TopOfTheCircle.com

Serving the scholastic field hockey and lacrosse community since 1998

Sept. 4, 2015 — Prelude to history

This afternoon, just on the border of Pennsylvania and New Jersey overlooking the ancient Delaware River Valley, there will be a field hockey game played.

And given the kinds of history-making events that have occurred in the game over the last 20 years, this one game is the first act in another march towards history.

For this afternoon, Emmaus (Pa.) will be traveling to Easton (Pa.) in an East Penn Conference interdivisional game. Head coach Susan Butz-Stavin will be looking for her 839th coaching victory in her distinguished career.

Should the Hornets win, the team would go for the record on Sept. 9th at home against Allentown Dieruff (Pa.).

With Emmaus, a team with a formidable senior class and junior Meredith Sholder in the lineup, the act of Butz-Stavin breaking Nancy Williams’ national record for coaching victories is a foregone conclusion sometime this season.

After all, the Hornet program has put together a remarkable resume under Butz-Stavin’s watch. There have been championships, remarkable athletes, and remarkable teams. There have been Olympians such as Cindy Werley, national teamers like Kristen McCann, and brilliant players such as the Jennings triplets and the defense of the 1997 team, led by Missy Grossman, Liz Reese, Brittany Butler, and Kristin Barlow in front of goalie Audrey Latsko.

In fact, Emmaus is the only field hockey program that I know of which has given up a goal or fewer in a season and scored more than 170 goals a season.

But when you look for a mark of consistency for this Emmaus program, it’s this: the Hornets have won the last 26 PIAA District XI championships in which they have competed.

This is absolutely astounding, considering the kind of pressures that the postseason presents in the commonwealth of Pennsylvania. The PIAA does not qualify its teams directly into the state bracket; rather, they are filtered through the nine districts that offer the sport into two 16-team brackets, separated by enrollment. Depending on the proportion of participation in the state, a district may receive more than one berth, which means that the brackets will run differently from district to district.

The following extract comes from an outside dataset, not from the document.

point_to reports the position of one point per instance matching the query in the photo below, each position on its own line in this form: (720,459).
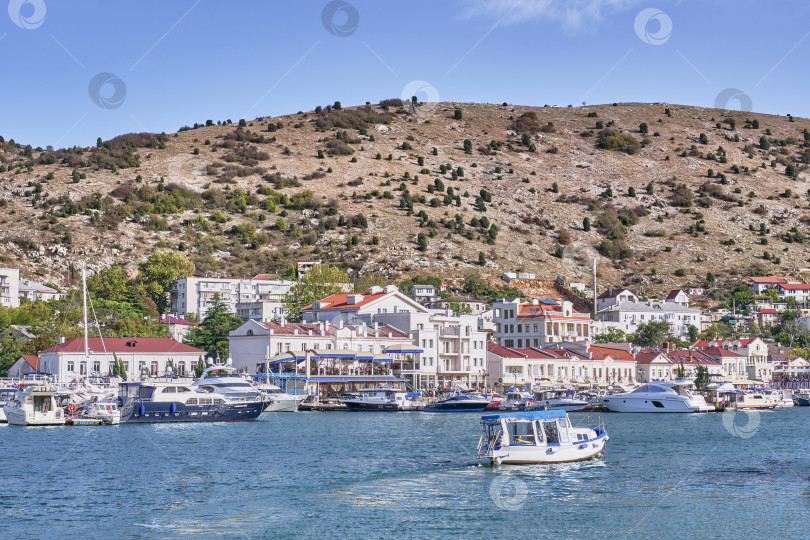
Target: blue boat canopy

The history of PIAA field hockey is rife with teams which may have run the table in the regular season, only to lose its opener in District play, ending the season. There are also stories about teams which have have had to play certain teams a third or even a fourth time in a particular season. Some teams will also engage in a certain amount of gamesmanship within the bracket to avoid a particular team in the state tournament.

These factors makes winning the same postseason district 26 years in a row truly remarkable.

And it’s just one of many facets to a truly remarkable career.